APRIL: The nation pauses to mark, first, the 150th anniversary of Robert E. Lee’s surrender and then, of Abraham Lincoln’s assassination. We wonder, again, what might have been, and realize anew that even our best presidents had limitations, sometimes failed and were only human. Someone wakes up and sees that the new and growing political divide between North and South is not healthy.

And, in Buffalo, … well, you get the idea.

MAY: This year’s School Board election cements the push for reform in Buffalo as all members acknowledge the only real issue is improving the education provided to the city’s students. Interim Superintendent Donald A. Ogilvie finds his footing and says he’ll stay on as long as it takes for the board to find the right person to take on the job.
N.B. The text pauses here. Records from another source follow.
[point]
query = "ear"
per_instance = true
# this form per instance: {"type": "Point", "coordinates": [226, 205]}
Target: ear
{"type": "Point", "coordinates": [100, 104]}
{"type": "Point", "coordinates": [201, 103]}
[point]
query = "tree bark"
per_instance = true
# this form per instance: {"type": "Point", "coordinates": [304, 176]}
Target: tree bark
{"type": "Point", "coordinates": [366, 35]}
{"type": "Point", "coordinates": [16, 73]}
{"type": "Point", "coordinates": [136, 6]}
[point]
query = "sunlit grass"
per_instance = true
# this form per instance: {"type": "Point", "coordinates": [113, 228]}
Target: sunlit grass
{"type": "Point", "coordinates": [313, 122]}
The world, seeming in 2014 to be teetering on chaos, pauses to acknowledge the 70th anniversary of Germany’s surrender in World War II. Vladimir Putin comes to his senses.
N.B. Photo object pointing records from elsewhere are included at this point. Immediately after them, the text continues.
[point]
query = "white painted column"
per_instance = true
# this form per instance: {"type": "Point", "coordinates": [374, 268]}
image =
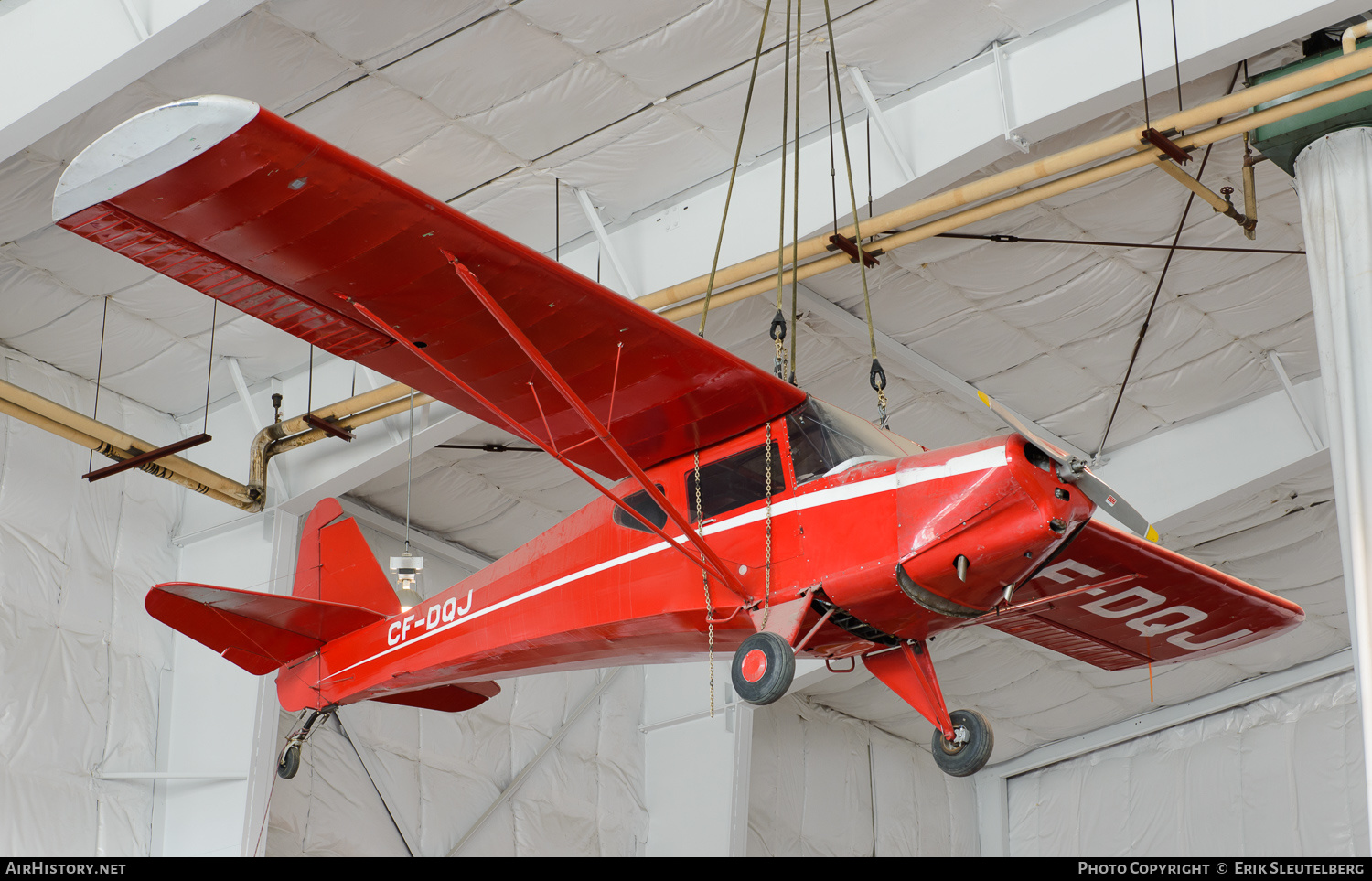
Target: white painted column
{"type": "Point", "coordinates": [1334, 176]}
JUNE: The days leading up to the summer solstice crawl by, allowing Western New Yorkers to bask in daylight that stretches long into the evening hours. While winter sped by, the universe obligingly hit the brakes as the light and warmth returned in a cosmic acknowledgment that Western New Yorkers deserved it.

JULY: See June. Repeat.

AUGUST: Canalside starts to hit its stride with a summer of concerts and other waterfront events that draw tens of thousands of people to downtown Buffalo and that produce a collective V8 moment. If you don’t know what that is, ask someone over 50. Or Google it.

The world somberly remembers the end of World War II, and the cataclysms that wrote a sudden end to a years-long global cataclysm. But the fighting continues.

SEPTEMBER: Here come the Buffalo Bills, off their best season in years, ready to commit football on a professional level. The season kicks off in a locally historic stadium whose days are numbered.

OCTOBER: Baby boomers have a collective panic attack on Oct. 9, the day John Lennon would have turned 75. But the worry is softened as the Rolling Stones, aging but apparently indestructible, continue to perform – even if not many people can afford the tickets. Keith Richards reveals himself as the reincarnation of Ponce de Leon.

NOVEMBER: With the 2015 election over, the first ads for the 2016 presidential election begin running. The controversy: How do we refer to Bill Clinton if Hillary is elected? Mr. President won’t work and first gentleman doesn’t seem to fit. And it’s downhill from there.

DECEMBER: It’s cold. Skaters fill the rink at Canalside. The atmosphere is festive as Buffalo comes off another banner year and builds toward 2016, when Terry and Kim Pegula’s newly purchased Major League Baseball team will take to Coca-Cola Field.

And, still, no one is shot in Buffalo.